Residents and city officials held a meeting last Friday to address complaints from Grace Street residents and Broad Street businesses about the recent no-parking enforcement issues. Residents argue that late night no-parking signs on Broad Street have affected on-street parking on Grace. Businesses contend that the signs have led to a decrease in their revenue. Many residents and businesses think the late night parking signs on Broad Street are unnecessary and should be changed or removed.
The meeting was held at The Empress and led by West Grace Street Association president Alyse Auernheimer. Representatives from several local businesses attended: Assante’s Pizza, the Republic, the Camel (whose owner was recently arrested in connection to this issue), and others. Also present were a number of city officials from the Department of Public Works, Richmond City Police, and City Council.
President Auernheimer wanted the group to propose legitimate suggestions for changing the signs. “We did not fire people up. We just want it dealt with,” she said. As has been reported previously, many of the parking rules on Broad Street exist to deal with “cruising.” Cruising hasn’t been an issue for a while, says Auernheimer, and as such the rules should change.
“I think it’s a killer for small business,” said City Council candidate Charlie Diradour (2nd District), who attended to show support for an overhaul of the parking restrictions.
The agenda contained three clear recommendations for how to alter the signs:
- Removal of the 11pm-to-4am restrictions along W. Broad Street.
- Remove the no parking signs along Allen Avenue.
- Remove or relocate the “here to corner” parking restriction signs along W. Grace Street.
Major Mike Shamus and Captain Michael Snawder attended as representative of the Richmond Police to inform the public of their safety concerns. “There’s still cruising going on,” said Maj. Shamus. “The 11pm – 4am signs give us a tool to deal with it.”

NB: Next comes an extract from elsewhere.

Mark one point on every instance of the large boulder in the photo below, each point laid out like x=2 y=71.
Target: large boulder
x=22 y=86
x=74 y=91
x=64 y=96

The police contend that removing the signs might lead to an increase in cruising, which was a problem in the late 1990s before the signs were installed. They said that enforcement has not been an issue until recently.
“This most recent string of events was because of a complaint,” said Capt. Snawder. The signs are there as an enforcement option should a problem arise. “We don’t have the resources to have 24/7 enforcement,” Snawder said. “It’s not that there has been no enforcement, but that it’s been sporadic.” The recent emphasis on enforcement, which resulted from a business complaint, began on June 4th.
Capt. Snawder said he instructed his officers that there would be no blanket ticketing. Instead, ticketing would come from direct requests by the public. Maj. Shamus, when asked how long this policy would be in effect, responded that that isn’t really the right question.
He said the policy to ticket as a response to a complaint, called “directed patrol,” has been the general policy of the police on Broad Street for a long time. Maj. Shamus commented that, even recently, the Richmond Police attached fliers to offending cars, informing drivers and local businesses of the planned enforcement a week prior to implementation.
For now, steps have been taken to update the rules, but in what way has still not been decided.